If $f(z)=az$, then $f''(z)=0$, so $f^{(n)}(z)=0$ for all $n \ge 2$ (Part a)

Let $u: \mathbb{C} \rightarrow \mathbb{R}$ be a bounded harmonic function and suppose that u is a real apart of some analytic function f on all of the complex plane ℂ (f is entire). Then, show that us is constant.

Solution

Our main tool will be Liouville’s Theorem, which states that any function that is both entire and bounded must be a constant. The problem is that we are told u is bounded, not f. The idea or strategy is to construct a new auxiliary function that we can prove is both entire and bounded.

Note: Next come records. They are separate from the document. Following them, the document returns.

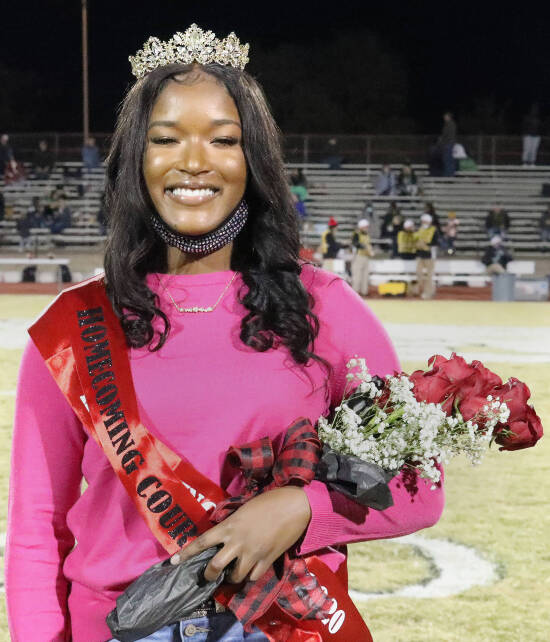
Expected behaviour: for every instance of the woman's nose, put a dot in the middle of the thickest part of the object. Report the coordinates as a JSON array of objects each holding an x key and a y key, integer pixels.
[{"x": 192, "y": 157}]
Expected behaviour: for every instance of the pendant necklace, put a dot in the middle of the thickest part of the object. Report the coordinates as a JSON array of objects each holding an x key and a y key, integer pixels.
[{"x": 196, "y": 308}]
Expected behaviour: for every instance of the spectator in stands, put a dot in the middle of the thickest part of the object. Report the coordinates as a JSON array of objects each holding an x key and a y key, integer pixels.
[
  {"x": 545, "y": 225},
  {"x": 407, "y": 182},
  {"x": 391, "y": 224},
  {"x": 463, "y": 161},
  {"x": 7, "y": 157},
  {"x": 332, "y": 155},
  {"x": 406, "y": 240},
  {"x": 10, "y": 169},
  {"x": 370, "y": 214},
  {"x": 24, "y": 225},
  {"x": 426, "y": 248},
  {"x": 329, "y": 245},
  {"x": 446, "y": 143},
  {"x": 34, "y": 213},
  {"x": 497, "y": 222},
  {"x": 531, "y": 136},
  {"x": 496, "y": 257},
  {"x": 299, "y": 193},
  {"x": 62, "y": 217},
  {"x": 43, "y": 161},
  {"x": 90, "y": 155},
  {"x": 385, "y": 184},
  {"x": 449, "y": 234},
  {"x": 360, "y": 242},
  {"x": 430, "y": 209}
]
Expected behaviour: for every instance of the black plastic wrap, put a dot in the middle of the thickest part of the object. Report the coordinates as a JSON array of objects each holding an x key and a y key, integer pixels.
[
  {"x": 163, "y": 595},
  {"x": 364, "y": 482}
]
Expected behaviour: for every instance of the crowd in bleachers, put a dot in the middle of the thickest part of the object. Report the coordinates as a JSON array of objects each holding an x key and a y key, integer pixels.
[{"x": 485, "y": 213}]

Consider the function $g(z) = e^{f(z)}$. Since f is entire (analytic everywhere), $e^f$ is entire (the composite of two entire functions is always entire), too.

$|e^{f(z)}| = e^{Re(f(z))} = e^{u(z)} \le e^M$ (u is a bounded function, this means there exist some positive real number M such that $|u(z)| \le M$ for all $z \in \mathbb{C}$, and the exponential is an increasing function). Note: $\forall w \in \mathbb{C}, w = u + iv$. Then, $|e^w| = |e^{u+iv}| = |e^u \cdot e^{iv}| = |e^u| \cdot |e^{iv}| =[\text{Since u is real and } |e^{iv}| = |\cos(v) + i\sin(v)| = \sqrt{\cos^2(v) + \sin^2(v)} = 1] e^u$

Therefore, g(z) is both entire and bounded over the entire complex plane. By Liouville’s theorem, $g(z) = e^{f(z)}$ is a constant function, $g(z) = e^{f(z)} = c$ where c is a constant. Then, $|e^{f(z)}| = |c| \leadsto e^{u(z)} = |c|$

Since |c| is a positive constant, we can take the natural logarithm of both si des to solve for u(z), u(z) = ln(|c|). Since ln(|c|) is just a fixed real number, we have proven that u(z) is constant for all $z \in \mathbb{C}$.